C++ to C Test Strategy

From emmtrix Wiki
Jump to navigation Jump to search

The complexity of translating code from one programming language to another is a challenging task, especially when dealing with languages as complex as C++ and C. To ensure the utmost accuracy and reliability in this translation process, a robust testing strategy is paramount. In this article we look at the detailed testing strategy of our C++ to C compiler, focusing on correctness to pave the way for future qualifications such as ISO26262 or DO 178C.

C++ to C Test Strategy

The test strategy involved the following four steps:

  1. Code Translation The initial phase of our test strategy involves the direct translation of C++ code to C. This step is crucial as it sets the foundation for all subsequent tests and optimizations.

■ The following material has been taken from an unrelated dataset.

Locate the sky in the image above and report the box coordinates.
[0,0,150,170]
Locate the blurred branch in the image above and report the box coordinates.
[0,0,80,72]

The compiler is designed to handle various C++ features and intricacies, ensuring a comprehensive translation that retains the original program's logic and functionality.
  2. Compilation to LLVM IR Post translation, both the original C++ code and the translated C code undergo compilation to LLVM Intermediate Representation (IR). LLVM IR is a low-level programming language similar to assembly, which provides a common ground for comparing the two code bases. This step is vital as it ensures that any differences observed in the later stages of testing are solely due to the translation process and not the compilation.
  3. Optimizations and Transformations Once in LLVM IR form, both code bases are subjected to a series of optimizations and transformations. These processes are implemented to make the IRs comparable, smoothing out any discrepancies that do not affect the program's correctness. It is important to note that these optimizations are focused on ensuring equivalence and correctness, not on enhancing performance.
  4. Comparison Using llvm-diff: The final and most crucial step in our test strategy is the comparison of the two LLVM IRs using the llvm-diff utility. This utility is designed to highlight even the smallest differences between the two IRs, including variations in memory access orders. By employing such a meticulous comparison tool, we ensure that any discrepancies are caught and addressed, guaranteeing the translated C code's correctness in relation to the original C++ code.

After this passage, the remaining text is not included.